# Contents or Property Insurance for Renters



## Caribbean Cat (May 2, 2013)

Does anyone know a good international or Mexican insurance company that will insure contents only for renters? I live in Tulum, Mexico, and I do not know anyone that has this type of insurance policy.


----------



## citlali (Mar 4, 2013)

Ask AXA but make sure it is worth your while, you need photos, receipts and or facturas, apaisals and so on.. so good luck,


----------



## Caribbean Cat (May 2, 2013)

Thank you Citlali,
When my husband and I moved here in late 2007 / early 2008, none of the Realtor's here in Tulum recommended getting property insurance or even homeowners insurance.
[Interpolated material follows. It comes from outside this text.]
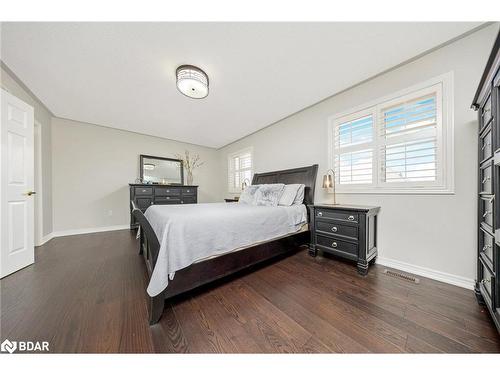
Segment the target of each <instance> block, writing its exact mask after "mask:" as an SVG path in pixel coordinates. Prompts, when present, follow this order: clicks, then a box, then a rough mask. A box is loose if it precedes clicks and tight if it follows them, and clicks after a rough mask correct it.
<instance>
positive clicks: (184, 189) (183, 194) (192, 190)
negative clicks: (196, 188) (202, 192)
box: [182, 188, 196, 195]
Homeowners insurance has improved over the years, but I have not heard any development in property insurance for a renter. The advice that I was given for property insurance as a renter was to put sticks in my windows and start a savings account! I believe that may still be the best advice. Thank you!


----------



## TundraGreen (Jul 15, 2010)

Caribbean Cat said:


> Thank you Citlali,
> When my husband and I moved here in late 2007 / early 2008, none of the Realtor's here in Tulum recommended getting property insurance or even homeowners insurance. Homeowners insurance has improved over the years, but I have not heard any development in property insurance for a renter. The advice that I was given for property insurance as a renter was to put sticks in my windows and start a savings account! I believe that may still be the best advice. Thank you!


I don't carry house insurance. There is nothing much to burn. The only thing portable that I would mind losing is a computer. And I just back it up and figure if it is stolen, I get to buy a new one.


----------